The hallmark of the organization remains constant, ‘collaboration’, and bridging the gap between services to urban and rural areas. Our challenges require innovative solutions and investing time and energy into promoting partnerships to work for increased opportunities and finding solutions for obstacles that face small business, rural farmers, agribusinesses, education and healthcare. Important to this effort is providing information on access to capital to give entrepreneurs the opportunity to position their business for growth.
In 2006, the Center partnered with technology companies across the Commonwealth to promote affordable broadband . . . broadband serves as a vehicle for rural advancement. Remote areas that once could not attract business and industry are on a more level playing field and have a greater opportunity to advance because of telecommunications.

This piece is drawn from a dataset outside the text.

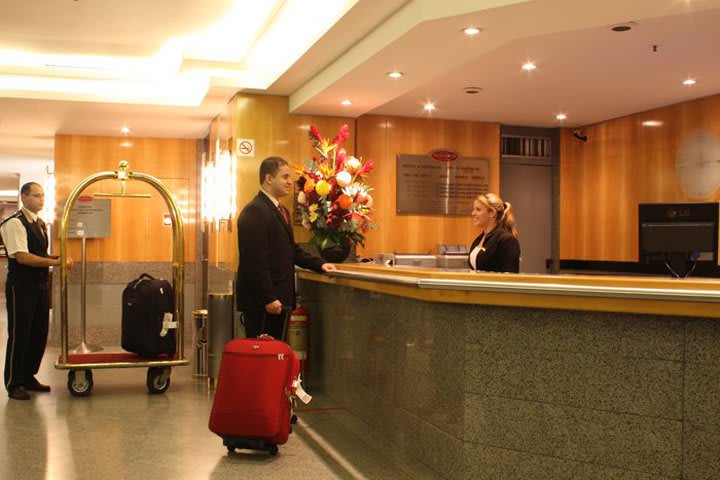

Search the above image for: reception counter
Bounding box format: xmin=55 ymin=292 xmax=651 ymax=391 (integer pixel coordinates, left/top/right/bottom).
xmin=298 ymin=265 xmax=720 ymax=480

This year has been a particularly busy one. The Center supported innovative approaches to addressing issues, challenges and opportunities facing rural areas. We are encouraged by the enthusiasm of rural communities and the inroads made with the help of volunteers across the state (i.e., citizens who care about and are willing to make a difference in rural). Positive results in 2006 represent the hard work of many groups, and serve to encourage continued efforts through regional dialogue to sustain long-term social and economic development in rural, remote communities.